志摩三商会の社名には、往古の封地=志摩と最後の封地=三田とを組合わせることによって、徳川二百数十年の旧三田藩歴代の情念が込められている。赤心社は、北海道浦河郡浦河町荻伏(おぎふし)の地に、戦後も昭和末年頃まで存在した最古の北海道開発会社である。その名には、新天地の開発に旧藩士の真心を捧げるという意味と、一説には、アメリカ伝道会キリスト教のピューリタン精神が込められている、ともいわれている。いずれにしても、維新によせる旧三田藩士の心意気が感じられ、味わい深い名称と言えよう。

その、志摩三商会の社長=九鬼隆義の秘書役が、小磯さんの祖父岸上角次であった。また父文吉は外国商館の社員として、九鬼グループの一員をなしていた。彼らはまた、養家の小磯氏などとともに、神戸組合教会(現日本基督教団神戸教会)の会員として、敬けんなキリスト教信者の家庭を形成していた。そのような、旧三田藩士特有の「西洋風」の家庭や、外国商館など周辺の「西洋文化」の環境の中で、小磯さんはその幼少期を過ごされるのである。

【昭和61(1986)年1月・兵庫県立近代美術館『小磯良平展』図録=増田洋「小磯良平略伝」から】

小磯絵画の根底にある、彼の人の思想を形成した「西洋風」は、同時代の洋画家たちが何年かのパリ遊学から持ち帰った、他国からの借り物ではない。
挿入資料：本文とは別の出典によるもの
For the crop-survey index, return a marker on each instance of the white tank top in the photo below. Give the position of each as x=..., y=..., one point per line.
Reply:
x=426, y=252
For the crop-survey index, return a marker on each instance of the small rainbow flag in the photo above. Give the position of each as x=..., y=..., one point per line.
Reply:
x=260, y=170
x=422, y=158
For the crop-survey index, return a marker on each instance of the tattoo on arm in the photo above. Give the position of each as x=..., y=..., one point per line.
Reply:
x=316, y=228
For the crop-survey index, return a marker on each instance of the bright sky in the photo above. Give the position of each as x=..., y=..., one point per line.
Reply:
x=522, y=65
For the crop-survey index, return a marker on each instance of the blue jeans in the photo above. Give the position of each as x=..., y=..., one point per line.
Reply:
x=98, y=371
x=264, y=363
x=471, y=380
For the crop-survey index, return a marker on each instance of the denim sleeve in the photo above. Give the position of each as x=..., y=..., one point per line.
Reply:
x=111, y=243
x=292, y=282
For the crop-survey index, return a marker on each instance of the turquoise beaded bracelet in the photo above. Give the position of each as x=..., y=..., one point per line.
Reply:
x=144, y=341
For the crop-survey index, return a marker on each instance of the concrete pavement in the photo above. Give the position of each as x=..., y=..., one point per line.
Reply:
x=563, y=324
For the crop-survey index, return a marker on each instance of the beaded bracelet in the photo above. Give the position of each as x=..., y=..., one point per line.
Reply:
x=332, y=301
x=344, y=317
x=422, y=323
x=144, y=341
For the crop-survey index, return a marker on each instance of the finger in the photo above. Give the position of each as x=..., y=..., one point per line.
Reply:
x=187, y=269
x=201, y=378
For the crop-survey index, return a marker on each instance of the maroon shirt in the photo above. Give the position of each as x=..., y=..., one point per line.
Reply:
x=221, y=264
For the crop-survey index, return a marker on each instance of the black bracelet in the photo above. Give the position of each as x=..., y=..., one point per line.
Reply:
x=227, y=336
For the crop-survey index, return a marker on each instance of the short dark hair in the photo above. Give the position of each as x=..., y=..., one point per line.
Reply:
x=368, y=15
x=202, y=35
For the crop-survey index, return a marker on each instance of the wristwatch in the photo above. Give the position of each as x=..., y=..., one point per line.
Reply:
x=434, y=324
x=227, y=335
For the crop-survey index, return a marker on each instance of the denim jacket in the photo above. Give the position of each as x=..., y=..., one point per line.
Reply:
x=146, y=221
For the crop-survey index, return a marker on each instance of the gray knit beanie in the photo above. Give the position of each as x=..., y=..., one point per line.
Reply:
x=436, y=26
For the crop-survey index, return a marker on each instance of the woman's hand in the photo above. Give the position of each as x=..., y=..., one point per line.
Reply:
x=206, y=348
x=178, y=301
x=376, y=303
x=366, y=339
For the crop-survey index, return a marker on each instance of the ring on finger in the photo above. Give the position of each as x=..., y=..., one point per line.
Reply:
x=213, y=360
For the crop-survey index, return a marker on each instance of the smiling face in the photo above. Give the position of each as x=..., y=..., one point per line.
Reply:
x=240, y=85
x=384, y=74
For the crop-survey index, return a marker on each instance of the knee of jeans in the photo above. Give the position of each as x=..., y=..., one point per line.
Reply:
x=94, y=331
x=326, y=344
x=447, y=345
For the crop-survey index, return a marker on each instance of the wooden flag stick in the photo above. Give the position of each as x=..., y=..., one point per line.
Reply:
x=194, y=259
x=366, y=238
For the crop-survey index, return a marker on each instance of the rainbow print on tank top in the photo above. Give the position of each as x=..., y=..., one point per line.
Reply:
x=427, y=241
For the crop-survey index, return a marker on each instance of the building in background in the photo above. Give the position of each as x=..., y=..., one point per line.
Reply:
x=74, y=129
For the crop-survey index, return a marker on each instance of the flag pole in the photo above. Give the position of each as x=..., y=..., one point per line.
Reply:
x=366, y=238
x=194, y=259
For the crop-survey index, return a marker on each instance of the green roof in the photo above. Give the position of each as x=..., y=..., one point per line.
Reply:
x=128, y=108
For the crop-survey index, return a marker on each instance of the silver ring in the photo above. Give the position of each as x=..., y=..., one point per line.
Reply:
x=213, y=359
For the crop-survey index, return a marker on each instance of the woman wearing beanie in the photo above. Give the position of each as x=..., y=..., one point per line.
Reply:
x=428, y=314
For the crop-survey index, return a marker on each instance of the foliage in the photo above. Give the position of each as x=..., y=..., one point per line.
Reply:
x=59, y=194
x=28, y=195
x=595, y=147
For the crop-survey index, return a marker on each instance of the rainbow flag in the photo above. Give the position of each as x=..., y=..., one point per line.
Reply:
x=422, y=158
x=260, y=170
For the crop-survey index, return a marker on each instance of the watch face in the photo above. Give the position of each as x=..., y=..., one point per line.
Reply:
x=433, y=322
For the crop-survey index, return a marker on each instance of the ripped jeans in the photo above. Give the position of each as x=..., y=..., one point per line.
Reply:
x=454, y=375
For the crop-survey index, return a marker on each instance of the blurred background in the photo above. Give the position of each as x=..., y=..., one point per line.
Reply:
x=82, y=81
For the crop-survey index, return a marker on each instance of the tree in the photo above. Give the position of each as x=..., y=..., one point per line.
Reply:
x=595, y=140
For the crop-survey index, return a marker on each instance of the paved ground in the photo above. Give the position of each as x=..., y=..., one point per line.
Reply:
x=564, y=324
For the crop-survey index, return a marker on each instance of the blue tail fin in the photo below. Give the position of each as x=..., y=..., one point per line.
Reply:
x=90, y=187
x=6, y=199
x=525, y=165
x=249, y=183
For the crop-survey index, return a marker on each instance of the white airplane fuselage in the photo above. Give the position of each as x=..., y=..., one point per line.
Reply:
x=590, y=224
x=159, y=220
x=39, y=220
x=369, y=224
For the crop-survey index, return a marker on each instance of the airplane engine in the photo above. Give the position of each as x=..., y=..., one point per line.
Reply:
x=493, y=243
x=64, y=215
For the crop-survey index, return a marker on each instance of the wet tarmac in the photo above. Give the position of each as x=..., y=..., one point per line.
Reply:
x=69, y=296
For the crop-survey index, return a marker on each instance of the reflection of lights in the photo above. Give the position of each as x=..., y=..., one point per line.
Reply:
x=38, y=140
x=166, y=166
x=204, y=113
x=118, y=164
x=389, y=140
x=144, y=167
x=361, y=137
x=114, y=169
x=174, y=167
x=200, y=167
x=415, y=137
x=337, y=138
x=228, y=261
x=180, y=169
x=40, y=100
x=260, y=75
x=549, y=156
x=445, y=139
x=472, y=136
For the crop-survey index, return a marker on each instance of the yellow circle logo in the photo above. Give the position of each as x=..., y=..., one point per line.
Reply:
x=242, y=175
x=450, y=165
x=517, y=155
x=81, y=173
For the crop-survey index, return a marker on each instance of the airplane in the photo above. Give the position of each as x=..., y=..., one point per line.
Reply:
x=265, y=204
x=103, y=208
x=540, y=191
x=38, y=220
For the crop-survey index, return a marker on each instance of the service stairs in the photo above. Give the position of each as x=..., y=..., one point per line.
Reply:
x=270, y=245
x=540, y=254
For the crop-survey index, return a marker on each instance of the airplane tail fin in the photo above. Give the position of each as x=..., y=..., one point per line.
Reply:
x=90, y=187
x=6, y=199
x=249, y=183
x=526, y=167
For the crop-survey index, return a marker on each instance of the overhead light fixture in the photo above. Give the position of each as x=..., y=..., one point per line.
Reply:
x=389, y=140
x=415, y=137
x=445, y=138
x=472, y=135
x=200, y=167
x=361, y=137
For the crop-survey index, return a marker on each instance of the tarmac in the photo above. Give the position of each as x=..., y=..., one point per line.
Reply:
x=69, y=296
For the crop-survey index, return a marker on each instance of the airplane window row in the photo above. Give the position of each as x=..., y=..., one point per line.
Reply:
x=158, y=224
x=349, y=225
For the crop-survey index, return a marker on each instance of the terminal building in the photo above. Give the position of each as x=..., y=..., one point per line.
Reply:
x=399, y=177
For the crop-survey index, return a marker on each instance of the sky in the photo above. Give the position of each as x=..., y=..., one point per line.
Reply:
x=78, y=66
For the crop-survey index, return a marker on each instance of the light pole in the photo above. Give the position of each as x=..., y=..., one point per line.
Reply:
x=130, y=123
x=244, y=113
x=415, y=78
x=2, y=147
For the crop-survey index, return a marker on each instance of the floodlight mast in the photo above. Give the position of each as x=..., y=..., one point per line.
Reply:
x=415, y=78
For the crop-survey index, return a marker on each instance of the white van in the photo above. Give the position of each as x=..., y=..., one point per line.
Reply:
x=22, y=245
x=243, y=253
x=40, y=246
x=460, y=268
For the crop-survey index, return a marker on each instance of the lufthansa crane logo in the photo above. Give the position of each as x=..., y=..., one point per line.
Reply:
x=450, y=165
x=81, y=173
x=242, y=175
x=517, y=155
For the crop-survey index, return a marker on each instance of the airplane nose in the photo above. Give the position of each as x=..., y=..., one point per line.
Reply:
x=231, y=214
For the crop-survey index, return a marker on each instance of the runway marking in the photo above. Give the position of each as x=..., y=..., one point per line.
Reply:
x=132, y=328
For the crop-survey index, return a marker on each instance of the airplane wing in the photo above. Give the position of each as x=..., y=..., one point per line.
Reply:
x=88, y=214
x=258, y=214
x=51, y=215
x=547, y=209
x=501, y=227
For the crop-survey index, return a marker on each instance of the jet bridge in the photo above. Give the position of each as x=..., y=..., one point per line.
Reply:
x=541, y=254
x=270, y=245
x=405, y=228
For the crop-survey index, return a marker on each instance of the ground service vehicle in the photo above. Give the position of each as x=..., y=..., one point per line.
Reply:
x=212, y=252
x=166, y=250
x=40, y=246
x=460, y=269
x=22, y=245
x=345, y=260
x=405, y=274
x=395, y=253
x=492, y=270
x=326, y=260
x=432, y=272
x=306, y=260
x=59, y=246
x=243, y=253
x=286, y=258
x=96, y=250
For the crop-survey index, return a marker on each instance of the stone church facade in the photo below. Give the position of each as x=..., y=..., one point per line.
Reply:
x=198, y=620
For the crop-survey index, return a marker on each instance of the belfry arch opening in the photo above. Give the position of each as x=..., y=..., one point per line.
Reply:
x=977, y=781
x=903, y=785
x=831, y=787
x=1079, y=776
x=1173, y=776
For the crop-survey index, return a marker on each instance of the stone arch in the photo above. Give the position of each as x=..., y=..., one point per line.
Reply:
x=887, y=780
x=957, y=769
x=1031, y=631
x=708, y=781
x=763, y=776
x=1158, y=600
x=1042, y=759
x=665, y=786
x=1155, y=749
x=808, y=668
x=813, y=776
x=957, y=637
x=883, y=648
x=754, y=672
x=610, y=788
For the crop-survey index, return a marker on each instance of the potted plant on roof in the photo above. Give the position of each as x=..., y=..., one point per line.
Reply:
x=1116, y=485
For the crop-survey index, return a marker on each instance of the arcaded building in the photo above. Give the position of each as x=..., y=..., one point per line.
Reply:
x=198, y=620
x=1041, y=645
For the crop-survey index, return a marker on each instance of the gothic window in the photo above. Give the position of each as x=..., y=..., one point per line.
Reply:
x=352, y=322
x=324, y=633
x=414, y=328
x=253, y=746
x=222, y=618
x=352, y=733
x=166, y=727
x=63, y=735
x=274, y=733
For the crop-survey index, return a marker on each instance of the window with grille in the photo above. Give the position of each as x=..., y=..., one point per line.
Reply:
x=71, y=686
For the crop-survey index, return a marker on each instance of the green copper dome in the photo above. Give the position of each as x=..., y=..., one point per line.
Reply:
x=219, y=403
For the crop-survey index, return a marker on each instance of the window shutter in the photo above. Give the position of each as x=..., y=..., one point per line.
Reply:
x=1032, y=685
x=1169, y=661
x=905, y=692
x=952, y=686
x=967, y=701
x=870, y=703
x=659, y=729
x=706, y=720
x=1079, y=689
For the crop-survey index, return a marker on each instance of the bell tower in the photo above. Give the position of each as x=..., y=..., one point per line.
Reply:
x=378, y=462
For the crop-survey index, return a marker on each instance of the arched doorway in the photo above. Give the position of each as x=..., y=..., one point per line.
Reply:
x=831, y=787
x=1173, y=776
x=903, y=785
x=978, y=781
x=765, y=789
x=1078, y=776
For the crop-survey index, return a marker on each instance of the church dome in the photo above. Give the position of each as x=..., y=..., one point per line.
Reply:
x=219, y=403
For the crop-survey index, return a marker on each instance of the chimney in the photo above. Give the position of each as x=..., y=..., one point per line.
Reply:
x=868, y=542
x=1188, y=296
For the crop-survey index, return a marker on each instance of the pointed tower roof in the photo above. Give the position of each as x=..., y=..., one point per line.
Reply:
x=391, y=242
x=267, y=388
小磯さんの青年期のヨーロッパ遊学は二年足らずであるが、その思想の根底に流れる「西洋文化」(「キリスト教精神」と言ってもいい)は、旧三田藩主=九鬼氏から三百年の風雪に耐えて受継がれ、彼の人の血肉となった・純国産・のものだ、と私は信じて疑わない。

小磯さんの生い立ちを通じ、彼の人をもっともよく知り尽くしている、竹中郁さんをして、「日本人一般が味噌くささを意識せずにもっているのとまったく同じように(小磯は)バターくささをもっている」と、言わしめる所以(ゆえん)である。

なお、養家=小磯家が、三田藩歴代藩主に仕えた薬師の家柄であったことが、後に、小磯絵画の最大の理解者であり、彼の人の画業の最大の後援者ともなる、武田薬品工業M社長=武田長兵衛氏との出会いを生むのは、奇すしき縁(えにし)というほかあるまい。